We asked Tino DeCastro, our new recreation supervisor, '“how can we get rid of some of these walls and make a more usable room?” He said, “talk to the director.”'' So we called him. He said before anything could be done he’d have to get a report from the city’s building inspector.

We showed the building inspector the two concrete-block walls we wanted to get taken out, to make one big, flexible-use room. We asked him – “if these walls are removed, will the building fall down?”

The inspector showed us the big steel beams holding up the roof. The interior walls were not bearing walls. They wouldn’t be hard to remove, he said, but it would be expensive. He estimated that for the City to remove the smaller wall (about ten feet long) that blocked the staff’s view into the girls’ change room would cost $6000. The bigger wall, separating the two change rooms, would cost about $10,000. “I can see that it would be a good idea,” he said. “But you’d better get busy fundraising.”

We didn’t want to use our time to have bake sales; we wanted to work with families, to get them back into the rink, dilute the youth ghetto, mix it up, bring all sorts of people together. We had a key to the building, and we’d tried to make it as nice as we could, but it was not a pleasant space to be in. Everybody told us – great idea, a clubhouse with one big community room – but taking walls out will cost money that the City doesn’t have.

We wondered how you remove a concrete block wall. One weekend a park friend came with a spike and hammer to try out a technique he had heard about. If you just chip away the mortar, a construction friend had told him, you can lift the block right out and start on the next one. A few of us came over to watch. It was really easy.

So we took out the smaller wall. It took four hours for five of us. Suddenly the view into the girls’ change room had opened up. The whole place looked bigger.

When we confessed to Parks management what we’d done, there was some finger-wagging at City Hall. But at the same time we had the impression that the city staff got a bit of a laugh. The story spread. Everyone knew that the change made sense, but no one had thought there was a way to make it happen.

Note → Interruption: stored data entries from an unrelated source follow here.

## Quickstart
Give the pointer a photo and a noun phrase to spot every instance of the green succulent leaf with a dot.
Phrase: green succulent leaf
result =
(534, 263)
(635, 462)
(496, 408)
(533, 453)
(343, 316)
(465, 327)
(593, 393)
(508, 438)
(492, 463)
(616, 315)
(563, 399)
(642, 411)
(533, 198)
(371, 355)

We called our city councillor to come out and have a look. We asked him, would he be willing to get his Council colleagues to approve money to put four eye-level windows into the rink house, two in each room, so people could see out, and parents could watch their kids out on the ice? And could they be windows that opened, so the building could get some air circulation in the summer? He said, I’ll see what I can do.

He came through for us. The city hired two window installers and they had it all done in two days. Suddenly the outside world reappeared, no more sealed-off concrete bunker which looked so much like a prison holding-cell.

The windows were so useful that we knew we had to go the next step. One Saturday morning in October, ten park friends came to the rink wearing overalls and gloves, and dismantled the middle wall separating the two change rooms. It took longer than the first time, to loosen and take down all those blocks – almost 12 hours – but as the wall got lower and lower and the window on the other side of the wall came into view, it was a thrill to see the red leaves of the maple tree outside that window. Finally, the rink house was one good room, allowing a community clubhouse to take shape. And it did, with light, quick, and cheap changes.